Permanent life insurance has the ability to do all three. Let’s explore how this unique instrument which has been around for over 200 years is able to do this.
The tax treatment associated with the following investments or strategies is as follows:
Traditional investments: After-Tax Contributions and Taxed Annually on realized gains
Stocks, some bonds and real estate: After-Tax Contributions and Taxed Deferred on unrealized gains
IRA, 401(k): Pre-Tax Contributions and Taxed Deferred on unrealized gains
Roth IRA: After-Tax Contributions and Tax Free
Permanent Life Insurance: After-Tax Contributions and Tax Free
The tax treatment of taking distributions from the various investments are as follows:
Traditional investments: After-Tax Contributions; 53.10% (CA) on Short Term Capital Gains
Stocks, bonds and real estate: After-Tax Contributions; 36.03% (CA) on Long Term Capital Gains
IRA, 401(k): Pre-Tax Contributions; 53.10% (CA) on Short Term Capital Gains
Roth IRA: Post-Tax Contributions; 0% on Gains
Permanent Life Insurance: Post-Tax Contributions; 0% on Gains
The ability to have your assets grow and be distributed tax free is huge. It relieves you of having to try and achieve higher rates of return which in turn allows you to be a little more conservative in your investment strategy and still end up in the same place. Your losses will be lessened with a more conservative approach without harming your overall retirement income.
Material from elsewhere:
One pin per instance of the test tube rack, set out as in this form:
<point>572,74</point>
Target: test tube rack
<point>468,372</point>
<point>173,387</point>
Risk mitigation or sequence of returns: This refers to the order and timing of poor investment returns and how they impact your retirement savings.
By way of example:
If you earn 50% on your investment and then lose 50%, your average rate of return is 0%, correct?
However, if you start off with an investment of $10,000 and lose 50%, your investment account is now $5,000. If the very next day you earn back 50%, your investment account is now worth $7,500 - a loss of 25%, or a geometric rate of return of negative (13.40%)
As you can see there is a significant difference between an average rate of return and a geometric rate of return which takes into consideration the lost value and is much more accurate. Life insurance will prevent any losses of capital due to market declines thus creating risk mitigation.
So, the bottom line: begin thinking of ways to create tax free retirement income and at the same time reduce your overall market volatility (and risk of loss) in order to have more retirement income.